“A unanimidade é fatal e irremediavelmente burra”, como já decretou Nelson Rodrigues, que estaria completando 100 anos de idade.
É evidente que a famosa frase não contém juízo de valor sobre todas aquelas “verdades” que, ditas como sentenças definitivas, são aceitas pela opinião majoritária, em determinado momento (as verdades também mudam, ao sabor da ocasião). Dói admitir, mas a maioria às vezes acerta.
Mas quem aceita a opinião de terceiros, sem ao menos refletir sobre o tema colocado em questão, está sempre fadado ao erro, pelo simples fato de permitir que outros pensem por ele.
O erro de juízo ou de valor sempre existiu e sempre existirá. Afinal, uma das poucas verdades absolutas que podemos aceitar, sem maior reflexão, é a de que “errar é humano”. Mas a persistência no erro é fruto, sempre, da ausência de reflexão, da aceitação incondicional daquelas verdades definitivas, algo que, do ponto de vista do indivíduo, pode ser explicado pela necessidade que temos de sermos aceitos na coletividade, ou, de outro lado, pelas diversas formas de pressão exercidas sobre aqueles que ousam contestar tais verdades.
Pensar é perigoso e divergir mais ainda.
De todo o modo, a necessidade do indivíduo de ser aceito na sociedade, aliada a outros fatores, como a habilidade de alguns em manipular a dita opinião pública, já resultaram em inúmeros equívocos históricos, alguns deles de consequências catastróficas para a humanidade.
O nazismo e seus crimes de ódio, amparados por teorias eugênicas largamente difundidas e aceitas na Europa no início do século XX – depois manipuladas pela máquina de propaganda de Goebbels -, constituem o melhor exemplo disto.
Mas não precisamos ser tão radicais.
Imagine-se um contemporâneo de Charles Darwin, instado a emitir opinião a respeito de sua polêmica teoria da evolução. Lembre que a comunidade científica da época, ainda sob a influência de uma visão católica do mundo, rejeitava “A origem das espécies” do mesmo modo que a Igreja rejeitava qualquer pensamento herege; a obra de Darwin era quase uma heresia duplamente qualificada, posto que não apenas colidia com dogmas católicos, mas, também, desqualificava inúmeros e renomados pseudocientistas que defendiam o criacionismo como explicação para a origem do homem.
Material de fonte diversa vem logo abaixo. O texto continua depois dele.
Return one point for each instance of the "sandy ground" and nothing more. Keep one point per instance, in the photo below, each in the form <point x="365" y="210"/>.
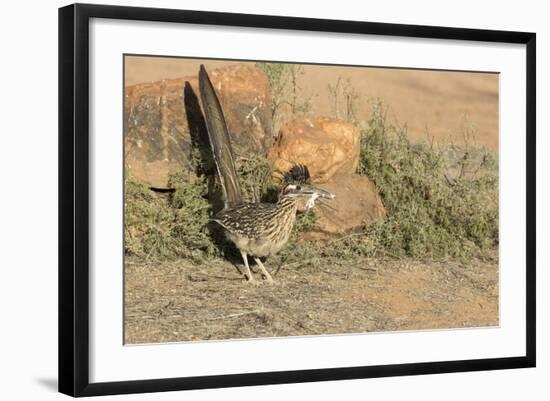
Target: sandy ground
<point x="440" y="104"/>
<point x="180" y="301"/>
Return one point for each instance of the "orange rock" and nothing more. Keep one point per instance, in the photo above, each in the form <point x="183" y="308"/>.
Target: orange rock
<point x="357" y="203"/>
<point x="161" y="118"/>
<point x="325" y="145"/>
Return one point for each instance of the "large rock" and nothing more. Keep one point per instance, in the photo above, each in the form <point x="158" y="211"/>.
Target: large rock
<point x="164" y="122"/>
<point x="326" y="146"/>
<point x="357" y="203"/>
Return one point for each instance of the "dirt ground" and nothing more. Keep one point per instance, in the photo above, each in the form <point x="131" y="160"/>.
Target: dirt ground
<point x="440" y="104"/>
<point x="181" y="301"/>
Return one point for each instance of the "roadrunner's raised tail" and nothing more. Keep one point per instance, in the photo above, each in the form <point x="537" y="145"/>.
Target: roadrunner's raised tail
<point x="256" y="229"/>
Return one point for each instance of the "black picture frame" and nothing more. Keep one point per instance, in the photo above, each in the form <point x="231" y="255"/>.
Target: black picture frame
<point x="74" y="198"/>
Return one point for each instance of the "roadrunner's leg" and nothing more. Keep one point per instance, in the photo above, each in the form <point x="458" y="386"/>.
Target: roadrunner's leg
<point x="247" y="272"/>
<point x="263" y="269"/>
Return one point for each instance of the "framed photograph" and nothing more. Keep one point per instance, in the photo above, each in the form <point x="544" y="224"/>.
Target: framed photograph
<point x="250" y="199"/>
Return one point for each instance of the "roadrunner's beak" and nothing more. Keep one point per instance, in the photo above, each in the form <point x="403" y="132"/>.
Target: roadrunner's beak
<point x="313" y="193"/>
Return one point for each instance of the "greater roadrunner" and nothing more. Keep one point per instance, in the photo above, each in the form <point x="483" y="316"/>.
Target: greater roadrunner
<point x="257" y="229"/>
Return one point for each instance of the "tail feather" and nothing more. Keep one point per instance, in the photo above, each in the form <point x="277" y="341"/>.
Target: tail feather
<point x="219" y="141"/>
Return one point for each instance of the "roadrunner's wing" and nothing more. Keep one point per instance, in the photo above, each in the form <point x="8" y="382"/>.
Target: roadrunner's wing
<point x="220" y="141"/>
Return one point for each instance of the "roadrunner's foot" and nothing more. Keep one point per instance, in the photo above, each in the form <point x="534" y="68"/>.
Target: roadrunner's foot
<point x="265" y="273"/>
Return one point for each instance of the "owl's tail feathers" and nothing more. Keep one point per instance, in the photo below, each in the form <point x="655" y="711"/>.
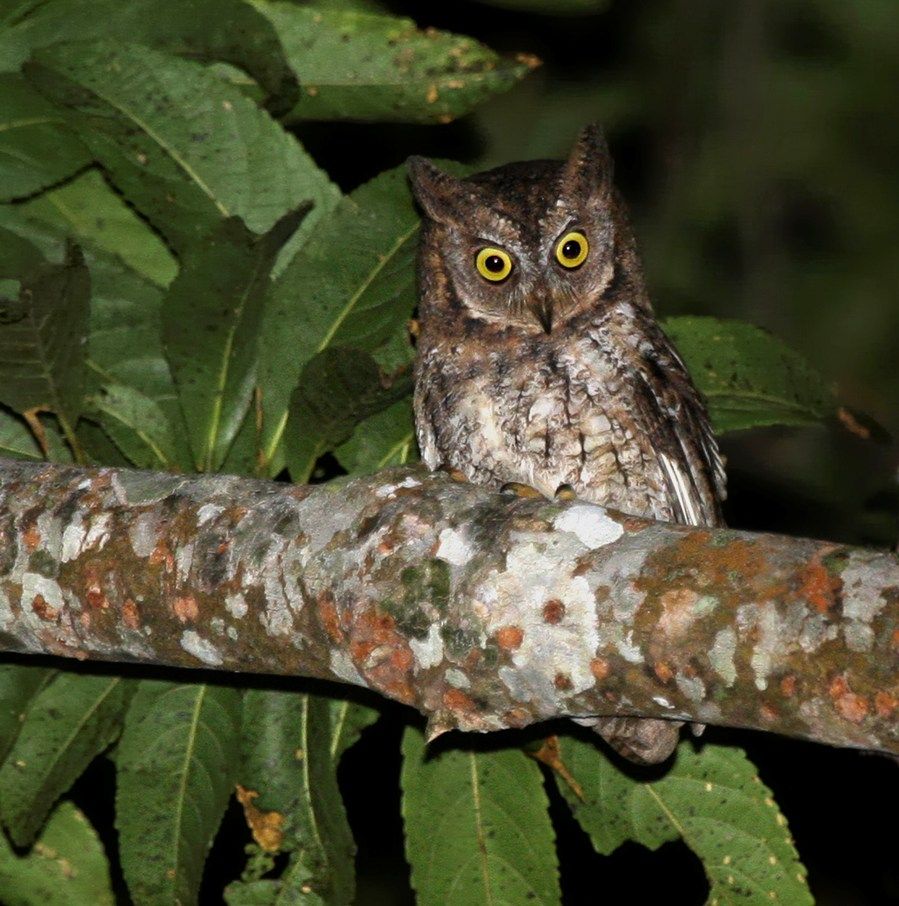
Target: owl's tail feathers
<point x="640" y="740"/>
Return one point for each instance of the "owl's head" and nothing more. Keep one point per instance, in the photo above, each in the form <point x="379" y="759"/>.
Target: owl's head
<point x="531" y="244"/>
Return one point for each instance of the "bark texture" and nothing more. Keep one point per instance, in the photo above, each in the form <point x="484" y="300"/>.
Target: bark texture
<point x="480" y="611"/>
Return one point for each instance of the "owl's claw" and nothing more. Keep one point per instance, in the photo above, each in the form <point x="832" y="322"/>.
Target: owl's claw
<point x="517" y="489"/>
<point x="565" y="492"/>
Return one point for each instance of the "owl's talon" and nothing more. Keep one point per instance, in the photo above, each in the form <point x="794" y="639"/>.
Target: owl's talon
<point x="565" y="492"/>
<point x="517" y="489"/>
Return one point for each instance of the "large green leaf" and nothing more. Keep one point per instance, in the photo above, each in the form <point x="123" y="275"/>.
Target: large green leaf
<point x="37" y="148"/>
<point x="66" y="866"/>
<point x="352" y="284"/>
<point x="92" y="213"/>
<point x="477" y="828"/>
<point x="203" y="29"/>
<point x="364" y="66"/>
<point x="712" y="800"/>
<point x="384" y="439"/>
<point x="338" y="389"/>
<point x="288" y="761"/>
<point x="177" y="763"/>
<point x="211" y="317"/>
<point x="185" y="148"/>
<point x="748" y="376"/>
<point x="19" y="684"/>
<point x="42" y="339"/>
<point x="69" y="723"/>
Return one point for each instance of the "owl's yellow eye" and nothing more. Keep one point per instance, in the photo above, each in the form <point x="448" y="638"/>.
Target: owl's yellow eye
<point x="572" y="249"/>
<point x="493" y="264"/>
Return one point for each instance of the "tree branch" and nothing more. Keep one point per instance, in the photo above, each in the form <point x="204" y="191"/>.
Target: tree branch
<point x="480" y="611"/>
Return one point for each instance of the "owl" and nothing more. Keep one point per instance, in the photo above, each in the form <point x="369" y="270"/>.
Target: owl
<point x="540" y="361"/>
Darwin foi demonizado e ridicularizado por seus contemporâneos. Durante muito tempo, fizeram piada da idéia de que o homem descendia do macaco.
Naquele contexto, você teria a coragem de ler “A origem das espécies” antes de emitir uma opinião isenta sobre o tema? Ou, ao menos, seria capaz de resistir à tentação de concordar com seus pares, e reconhecer-se incapaz de emitir opinião por não conhecer o pensamento Darwiniano?
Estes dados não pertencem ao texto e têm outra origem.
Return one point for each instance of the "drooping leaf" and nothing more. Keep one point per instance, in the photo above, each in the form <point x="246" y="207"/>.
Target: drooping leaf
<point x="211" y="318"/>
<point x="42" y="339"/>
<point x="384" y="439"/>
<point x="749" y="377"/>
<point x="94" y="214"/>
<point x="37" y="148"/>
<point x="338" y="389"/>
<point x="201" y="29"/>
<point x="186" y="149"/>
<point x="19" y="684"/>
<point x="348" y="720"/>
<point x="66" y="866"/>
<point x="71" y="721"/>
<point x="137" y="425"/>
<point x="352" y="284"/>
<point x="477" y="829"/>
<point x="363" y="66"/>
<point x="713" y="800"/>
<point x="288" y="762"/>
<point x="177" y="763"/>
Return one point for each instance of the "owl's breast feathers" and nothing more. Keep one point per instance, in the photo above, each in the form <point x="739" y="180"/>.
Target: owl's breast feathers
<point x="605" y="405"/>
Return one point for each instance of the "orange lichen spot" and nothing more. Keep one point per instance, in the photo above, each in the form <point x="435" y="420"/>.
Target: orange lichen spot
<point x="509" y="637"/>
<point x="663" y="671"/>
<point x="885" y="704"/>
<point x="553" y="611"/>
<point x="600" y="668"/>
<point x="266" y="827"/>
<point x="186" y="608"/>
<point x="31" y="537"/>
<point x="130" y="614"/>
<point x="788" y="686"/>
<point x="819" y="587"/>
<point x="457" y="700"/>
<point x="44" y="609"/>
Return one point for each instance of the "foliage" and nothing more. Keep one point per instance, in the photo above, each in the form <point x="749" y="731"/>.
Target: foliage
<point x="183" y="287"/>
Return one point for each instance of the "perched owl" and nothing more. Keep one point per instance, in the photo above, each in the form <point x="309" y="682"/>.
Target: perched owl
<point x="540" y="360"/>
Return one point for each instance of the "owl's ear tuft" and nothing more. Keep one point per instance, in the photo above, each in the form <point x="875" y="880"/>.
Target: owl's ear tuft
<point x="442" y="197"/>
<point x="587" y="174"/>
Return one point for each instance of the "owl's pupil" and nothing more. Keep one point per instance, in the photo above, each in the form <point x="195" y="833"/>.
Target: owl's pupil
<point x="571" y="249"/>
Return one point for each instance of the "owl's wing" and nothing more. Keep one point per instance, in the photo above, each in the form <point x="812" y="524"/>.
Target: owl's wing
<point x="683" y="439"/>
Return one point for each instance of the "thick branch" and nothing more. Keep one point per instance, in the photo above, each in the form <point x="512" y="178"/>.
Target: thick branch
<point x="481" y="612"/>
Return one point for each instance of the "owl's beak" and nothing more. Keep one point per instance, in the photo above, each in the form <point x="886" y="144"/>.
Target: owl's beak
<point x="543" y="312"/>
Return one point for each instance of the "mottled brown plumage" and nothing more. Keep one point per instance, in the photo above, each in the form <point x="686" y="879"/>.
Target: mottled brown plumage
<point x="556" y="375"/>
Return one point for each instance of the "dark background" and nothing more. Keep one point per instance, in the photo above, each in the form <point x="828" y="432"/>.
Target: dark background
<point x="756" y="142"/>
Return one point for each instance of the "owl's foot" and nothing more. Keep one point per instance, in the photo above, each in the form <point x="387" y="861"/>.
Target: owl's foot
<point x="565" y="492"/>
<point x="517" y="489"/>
Pois bem. Sem comparar a relevância do tema ou fazer qualquer juízo de valor a respeito, vejo com preocupação pessoas inteligentes, que tenho em bom conceito, discutir e censurar, como autoridade no assunto, algumas decisões judiciais proferidas pelo Supremo Tribunal Federal.
Mesmo sabendo que serei crucificado por esta opinião, devo dizer que, por simples coerência lógica, na maioria das vezes é impossível, sem analisar o processo no qual foi proferida, emitir um juízo de valor a respeito de uma decisão judicial.
Não sou diferente de qualquer outro cidadão, que fica indignado com os escândalos de corrupção que periodicamente são expostos na mídia. Como a maioria, quero que todos os culpados sejam exemplarmente punidos, e que, se possível, sejam afastados da vida pública. Mas não posso aceitar a atual tendência de alguns veículos de mídia (e mesmo da chamada mídia social), de linchar publicamente réus, advogados e juízes envolvidos em certos casos notórios.
Vejam bem: o sujeito pode ser chamado de corrupto, pode parecer corrupto, pode ter cara de corrupto, mas é inocente até que se prove o contrário; se a acusação não apresentar – no curso e nos autos do processo judicial – prova irrefutável de que o acusado cometeu determinado crime, ele não pode ser condenado, ainda que o mundo inteiro esteja convencido de sua desonestidade.
Tal se dá em razão de garantias fundamentais previstas na Constituição Federal.
Aceitar o contrário, que alguém deva ser condenado porque aparenta ser desonesto, ou que um juiz deva ser influenciado em sua decisão pelo clamor popular (algo tão nefasto quanto se deixar influenciar pelas artimanhas ou influências dos poderosos), significa não dar o devido valor ao Estado Democrático de Direito.
Quem age assim merece voltar à época do Santo Ofício da Inquisição.